Solvent : The component in which solution formation takes place and which constitutes larger proportion of a solution is called solvent. For example, in an aqueous solution of sugar, water is the solvent.
Solute : In a solution, the component which dissolves and constitutes smaller proportion of a solution is called a solute. For example, in a sugar Solution, sugar is the solute.
Types of solutions :
Homogeneous solution : A solution in which solute and solvent form uniform homogeneous one phase due to attraction between their molecules/particles is called homogeneous solution.
- E.g. A solution of NaCl or sugar.
Heterogeneous solution : A solution consisting of two or more phases is called a heterogeneous solution.
- E.g. A colloidal solution of starch.
A solution consists of a solvent and a solute. Since the physical states of a solvent and a solute may be gaseous, liquid or a solid, there are nine types of solutions.
Types of solutions | State of solute | State of solvent | Examples |
Solid in Liquid | Solid | Liquid | Sea water, benzoic acid in benzene, sugar in water |
Solid in solid | Solid | Solid | Metal alloys such as brass, bronze. |
Solid in Gas | Solid | Gas | Iodine in air, Smoke |
Liquid in Liquid | Liquid | Liquid | Gasoline, ethanol in water. |
Liquid in solid | Liquid | Solid | Amalgams of mercury with metals as mercury in silver |
Liquid in Gas | Liquid | Gas | Chloroform in nitrogen, Moisture |
Gas in Liquid | Gas | Liquid | Carbonated water (CO2 in water- Soda water), oxygen in water. |
Gas in solid | Gas | Solid | H2 in palladium |
Gas in Gas | Gas | Gas | Air (O2, N2, Ar and other gases) |
Capacity of a solution to dissolve a solute :
Saturated solution : A solution which contains maximum amount of solute dissolved in a given amount of solvent at a given temperature, further the solute can’t be dissolved is called a saturated solution.
There exists a dynamic equilibrium where the number of solute molecules leaving the crystal to pass into solution is equal to the number returning from the solution to the crystal. Which is represented as,
Supersaturated solution : A solution containing a solute more than that required to form a saturated solution at equilibrium is called a supersaturated solution.
When a tiny crystal of a solute is added to supersaturated solution, the excess solute separates out and forms saturated solution.
Solubility : The solubility of a solute is its amount per unit volume of saturated solution at a specific temperature.
The solubility of a solute is its maximum concentration and expressed in the concentration units mol L-1.

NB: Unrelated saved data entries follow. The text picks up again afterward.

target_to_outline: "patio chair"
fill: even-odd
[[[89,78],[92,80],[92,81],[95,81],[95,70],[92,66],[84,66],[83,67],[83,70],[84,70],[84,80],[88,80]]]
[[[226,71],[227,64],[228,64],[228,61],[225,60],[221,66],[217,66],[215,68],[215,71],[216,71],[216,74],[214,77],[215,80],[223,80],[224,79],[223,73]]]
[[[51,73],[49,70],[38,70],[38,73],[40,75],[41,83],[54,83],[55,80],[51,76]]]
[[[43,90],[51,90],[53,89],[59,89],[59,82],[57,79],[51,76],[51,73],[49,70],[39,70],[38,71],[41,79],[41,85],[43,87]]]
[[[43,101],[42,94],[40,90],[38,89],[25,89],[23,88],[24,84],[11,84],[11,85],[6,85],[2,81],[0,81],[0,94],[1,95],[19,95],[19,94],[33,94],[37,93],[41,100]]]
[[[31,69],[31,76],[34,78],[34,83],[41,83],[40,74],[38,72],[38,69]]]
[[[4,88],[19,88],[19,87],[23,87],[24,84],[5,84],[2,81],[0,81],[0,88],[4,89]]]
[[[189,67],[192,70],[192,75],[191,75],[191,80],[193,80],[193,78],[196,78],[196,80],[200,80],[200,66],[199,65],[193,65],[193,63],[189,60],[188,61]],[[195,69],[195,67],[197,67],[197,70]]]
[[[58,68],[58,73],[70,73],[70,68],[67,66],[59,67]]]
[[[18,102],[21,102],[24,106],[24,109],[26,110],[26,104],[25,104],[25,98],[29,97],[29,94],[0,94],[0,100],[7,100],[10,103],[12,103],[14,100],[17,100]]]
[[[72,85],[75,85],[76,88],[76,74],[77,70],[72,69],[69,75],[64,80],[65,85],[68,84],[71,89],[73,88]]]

Factors on which the solubility of a substance (solute) depends :
The extent of dissolution of a substance (solute) depends upon the following factors
- Nature of a solute : A solute may be crystalline, amorphous, ionic or covalent. Hence accordingly its tendency to dissolve changes. The substances having similar intermolecular forces tend to dissolve in each other.
- Nature of solvents : Solvents are classified as polar and nonpolar. Polar solutes dissolve in polar solvents. For example, ionic compounds dissolve in polar solvent like water. A solvent other than water is called a non-aqueous solvent. For example, C6H6, CCl4, etc. Solutions in these solvents are called nonaqueous solutions. The solvent may be a gas, a liquid or a solid.
- Amount of a solvent : More amount of a solvent will dissolve more quantity of the solute.
- Temperature : Depending on the nature of a solvent and a solute the solubility changes with temperature. The effect depends on the heat of solution, hydration energy, etc. Generally as the temperature increases, solubility of solid increases and that of gases decreases.
- Pressure : Pressure has no effect on the solubilities of solids and liquids since they are incompressible. The effect of pressure is important only for solutions which involve gases as solute. With the increase in pressure and decrease in temperature, the solubility of gases increases.
Le Chatelier’s principle the effect of temperature on solubility :
- The effect of temperature on solubility depends on enthalpy of solution.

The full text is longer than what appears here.